As depicted in Fig. 1b and Additional file 1: Figure S1A, using PE library improved the mapping step by producing a higher percentage of uniquely-mapped reads: more precisely, 6 and 2% of additional uniquely-mapped reads were gained in genome-wide mouse and human simulations, respectively. However, there was a strong inter-TE family variability in the improvement (Fig. 3c and Additional file 4: Figure S4C). Mouse L1MdGf_II, L1MdA_III and L1MdF_I (Fig. 3c) and human L1PA3 and L1PA2 (Additional file 4: Figure S4C) showed a 30% mapping gain when a PE library was used. The gain was slightly less satisfactory for the youngest LINE1 families compared to the slightly older families mentioned above, with human L1HS gaining 22% (Additional file 4: Figure S4C) and mouse L1MdTf_I, L1MdTf_II and L1MdA_I gaining 10% only on average (Fig. 3c). Similarly, in the human genome, mapping was improved by 20% or more when using PE over SE libraries for the youngest, hominoid-specific SVA subtypes (SVA_E and SVA_F) and the youngest subfamilies of the AluY type (AluYa5 and AluYb9)(Additional file 4: Figure S4C) [29–31]. These results demonstrate the importance of paired-end sequencing libraries, especially for the study of evolutionarily young TE families, provided that they are not completely identical in sequence.
Discussion
Because of their repetitive nature, TE-derived sequences are complex to analyze. The objective of the present study was to provide objective guidelines for the analysis of transposable elements within high-throughput sequencing datasets.

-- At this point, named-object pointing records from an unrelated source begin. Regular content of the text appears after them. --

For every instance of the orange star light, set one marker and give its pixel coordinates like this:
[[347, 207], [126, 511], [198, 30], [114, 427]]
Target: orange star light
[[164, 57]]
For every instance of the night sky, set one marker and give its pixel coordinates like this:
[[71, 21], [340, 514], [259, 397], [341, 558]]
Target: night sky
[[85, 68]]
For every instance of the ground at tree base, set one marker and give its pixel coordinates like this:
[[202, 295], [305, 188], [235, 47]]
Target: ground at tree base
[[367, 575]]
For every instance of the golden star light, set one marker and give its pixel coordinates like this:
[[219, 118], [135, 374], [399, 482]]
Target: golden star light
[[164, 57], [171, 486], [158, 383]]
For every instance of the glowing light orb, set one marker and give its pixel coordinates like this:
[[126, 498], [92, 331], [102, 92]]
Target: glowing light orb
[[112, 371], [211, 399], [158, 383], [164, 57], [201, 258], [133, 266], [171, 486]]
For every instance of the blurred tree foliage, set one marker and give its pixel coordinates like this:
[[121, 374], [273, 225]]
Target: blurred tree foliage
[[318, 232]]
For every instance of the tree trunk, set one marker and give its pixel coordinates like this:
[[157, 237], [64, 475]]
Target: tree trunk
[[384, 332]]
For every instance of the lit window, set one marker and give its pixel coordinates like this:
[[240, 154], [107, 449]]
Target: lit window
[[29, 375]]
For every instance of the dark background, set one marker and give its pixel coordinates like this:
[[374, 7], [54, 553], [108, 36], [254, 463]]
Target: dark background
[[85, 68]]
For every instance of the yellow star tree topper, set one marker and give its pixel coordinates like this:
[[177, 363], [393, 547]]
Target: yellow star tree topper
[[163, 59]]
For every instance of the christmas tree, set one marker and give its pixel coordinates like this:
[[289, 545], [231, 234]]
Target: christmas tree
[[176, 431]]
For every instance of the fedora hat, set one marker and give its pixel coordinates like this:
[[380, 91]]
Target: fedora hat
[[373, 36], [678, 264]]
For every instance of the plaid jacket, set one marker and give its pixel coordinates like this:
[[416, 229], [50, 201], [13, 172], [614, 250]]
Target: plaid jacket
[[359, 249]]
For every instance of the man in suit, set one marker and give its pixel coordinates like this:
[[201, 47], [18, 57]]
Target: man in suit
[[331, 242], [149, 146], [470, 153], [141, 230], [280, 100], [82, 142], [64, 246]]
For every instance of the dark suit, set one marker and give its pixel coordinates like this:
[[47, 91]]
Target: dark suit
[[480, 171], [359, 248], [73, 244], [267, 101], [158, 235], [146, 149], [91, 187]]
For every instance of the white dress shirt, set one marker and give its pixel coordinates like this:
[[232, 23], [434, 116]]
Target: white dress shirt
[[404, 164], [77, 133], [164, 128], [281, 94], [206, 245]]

Sample and library preparation
At the beginning of a project, experimental design and sample preparation should be conceived in order to retrieve as much information as possible. Chhangawala et al (2015) already showed that single-end reads increased the number of multi-mapped reads. In contrast, paired-end reads lower the amount of multi-mapped reads and increase splicing event detection [32]. Our study confirms the importance of using paired-end library instead of single-end when analyzing TE-derived reads, especially for evolutionarily young families such as SVA_F, AluYb9 and L1HS in the case of human-based analyses. Read length is another parameter to take into consideration when TE-derived reads are sequenced. Chhangawala et al (2015) showed that longer reads increased the uniqueness of sequenced fragments. Longer fragment size should also help during the mapping step, because the chance for the sequenced fragment to fall into the boundaries or to cover a polymorphism will increase with the size of the fragment. As a result, the mappability of the given fragment should increase. However, having longer reads is a limitation of the Illumina technology. It is also a limiting factor in some applications, such as ChIP-seq, CUT&RUN and WGBS, where fragment size is determined by obligate fragmentation steps (sonication, micrococcal nuclease digestion or bisulfite-induced DNA degradation).
Mapping
After quality control, read alignment against a reference genome is the first step in NGS analyses. Appropriate parameters and algorithms are needed to align as many TE-derived reads as possible. BWA algorithms (mem and aln) and bowtie2 have no defined parameter for retrieving uniquely mapped reads. In such case, post-mapping filtering has to be applied. In contrast, Novoalign, bowtie and STAR have dedicated parameters to report uniquely-mapped reads. However, bowtie does not capitalize on the information of paired-end reads. If a 5’end read -R1 read- is uniquely mapped and the corresponding 3’end read -R2 read- is a multi-mapper, bowtie discards the valid alignment from the R1 read. In contrast, Novoalign and STAR use the information from the R1 read and increase the percentage of mapping with paired-end library.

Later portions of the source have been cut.